Overall, the data demonstrate that mitochondria stabilize H₂O₂ steady-state concentration in the surrounding medium (e.g., in cell cytosol) at the level determined by the V/k ratio. Mitochondria are a source of H₂O₂ when the H₂O₂ concentration is below that steady state level, or they are bona fide sink of H₂O₂ when H₂O₂ concentration exceeds that level, efficiently dampening the pulses of exogenously produced H₂O₂. In turn, the V/k ratio would be determined by the abundance of mitochondrial antioxidant enzymes (the “k” value) and metabolic conditions, such as the nature of substrates and the workload of mitochondria, as these conditions affect the rate of mitochondrial H₂O₂ generation (the “V”).
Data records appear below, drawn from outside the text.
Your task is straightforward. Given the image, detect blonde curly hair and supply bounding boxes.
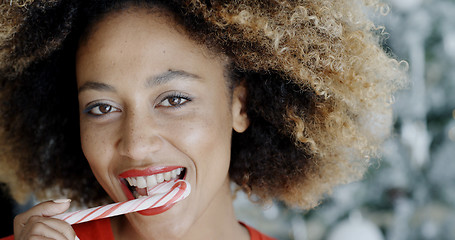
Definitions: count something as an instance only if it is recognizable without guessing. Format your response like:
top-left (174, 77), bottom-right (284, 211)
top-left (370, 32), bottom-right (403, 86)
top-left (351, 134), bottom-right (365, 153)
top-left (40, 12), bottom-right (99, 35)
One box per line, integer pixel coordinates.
top-left (0, 0), bottom-right (406, 209)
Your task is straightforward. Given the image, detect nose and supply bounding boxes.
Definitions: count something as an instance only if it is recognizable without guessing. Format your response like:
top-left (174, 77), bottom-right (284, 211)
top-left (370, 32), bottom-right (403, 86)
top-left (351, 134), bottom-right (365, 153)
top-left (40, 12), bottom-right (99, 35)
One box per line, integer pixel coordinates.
top-left (118, 111), bottom-right (163, 161)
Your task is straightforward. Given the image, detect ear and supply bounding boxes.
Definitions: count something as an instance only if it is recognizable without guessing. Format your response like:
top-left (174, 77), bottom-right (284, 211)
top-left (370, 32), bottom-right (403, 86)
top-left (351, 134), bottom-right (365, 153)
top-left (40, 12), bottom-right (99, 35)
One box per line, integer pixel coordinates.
top-left (232, 83), bottom-right (250, 133)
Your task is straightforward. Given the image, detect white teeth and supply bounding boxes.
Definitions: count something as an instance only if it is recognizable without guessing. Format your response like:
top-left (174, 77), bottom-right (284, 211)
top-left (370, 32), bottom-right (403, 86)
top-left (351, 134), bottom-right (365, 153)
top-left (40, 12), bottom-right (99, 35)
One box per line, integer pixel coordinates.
top-left (126, 178), bottom-right (133, 186)
top-left (147, 175), bottom-right (158, 188)
top-left (136, 177), bottom-right (147, 188)
top-left (164, 172), bottom-right (171, 181)
top-left (125, 168), bottom-right (183, 198)
top-left (156, 173), bottom-right (164, 183)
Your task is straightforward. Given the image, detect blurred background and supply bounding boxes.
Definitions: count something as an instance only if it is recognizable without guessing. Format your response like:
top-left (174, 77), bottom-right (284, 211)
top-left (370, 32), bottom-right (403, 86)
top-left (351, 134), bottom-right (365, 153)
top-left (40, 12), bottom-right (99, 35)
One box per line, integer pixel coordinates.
top-left (0, 0), bottom-right (455, 240)
top-left (236, 0), bottom-right (455, 240)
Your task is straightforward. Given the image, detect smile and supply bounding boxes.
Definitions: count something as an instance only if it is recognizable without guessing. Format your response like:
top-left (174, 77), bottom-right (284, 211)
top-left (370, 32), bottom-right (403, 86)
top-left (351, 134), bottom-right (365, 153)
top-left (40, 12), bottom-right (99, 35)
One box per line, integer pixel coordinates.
top-left (119, 167), bottom-right (186, 200)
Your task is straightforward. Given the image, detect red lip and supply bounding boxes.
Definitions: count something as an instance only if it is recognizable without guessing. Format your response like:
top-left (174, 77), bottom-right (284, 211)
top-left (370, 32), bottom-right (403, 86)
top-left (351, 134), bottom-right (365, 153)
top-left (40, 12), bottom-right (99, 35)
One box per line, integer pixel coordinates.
top-left (119, 166), bottom-right (183, 178)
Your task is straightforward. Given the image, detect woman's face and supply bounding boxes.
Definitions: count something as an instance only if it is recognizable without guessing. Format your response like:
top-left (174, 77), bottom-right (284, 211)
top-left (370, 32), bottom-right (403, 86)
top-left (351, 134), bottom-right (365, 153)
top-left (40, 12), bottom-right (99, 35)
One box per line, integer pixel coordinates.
top-left (76, 8), bottom-right (248, 238)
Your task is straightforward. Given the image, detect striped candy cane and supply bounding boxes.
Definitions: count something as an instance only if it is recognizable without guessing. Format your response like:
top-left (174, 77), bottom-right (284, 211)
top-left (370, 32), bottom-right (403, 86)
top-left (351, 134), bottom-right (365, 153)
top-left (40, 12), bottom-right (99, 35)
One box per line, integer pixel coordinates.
top-left (53, 180), bottom-right (191, 224)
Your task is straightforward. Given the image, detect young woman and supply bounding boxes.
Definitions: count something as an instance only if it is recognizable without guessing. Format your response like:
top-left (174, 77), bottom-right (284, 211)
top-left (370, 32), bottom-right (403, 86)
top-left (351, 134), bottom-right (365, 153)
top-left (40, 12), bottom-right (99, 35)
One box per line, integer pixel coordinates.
top-left (0, 0), bottom-right (402, 239)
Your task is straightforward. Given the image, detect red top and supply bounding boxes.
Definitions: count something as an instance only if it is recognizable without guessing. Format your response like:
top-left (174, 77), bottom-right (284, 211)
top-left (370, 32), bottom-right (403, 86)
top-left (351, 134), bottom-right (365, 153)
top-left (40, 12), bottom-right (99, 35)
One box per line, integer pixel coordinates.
top-left (0, 218), bottom-right (274, 240)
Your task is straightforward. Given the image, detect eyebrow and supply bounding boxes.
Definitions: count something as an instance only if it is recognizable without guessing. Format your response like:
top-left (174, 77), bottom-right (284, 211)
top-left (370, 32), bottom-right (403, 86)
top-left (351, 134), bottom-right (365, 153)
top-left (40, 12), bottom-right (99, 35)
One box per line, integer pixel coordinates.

Thus, mitochondria are capable of adjusting the steady-state level of H₂O₂ according to current cellular conditions, such as mitochondria abundance, changes in the intracellular metabolic demands, chemical nature and availability of oxidative substrates, and external ROS “pressure”. Thereby, mitochondria serve as a “ROS-stabilizing device” in the cellular ROS signaling network, as we have proposed earlier (Starkov 2008).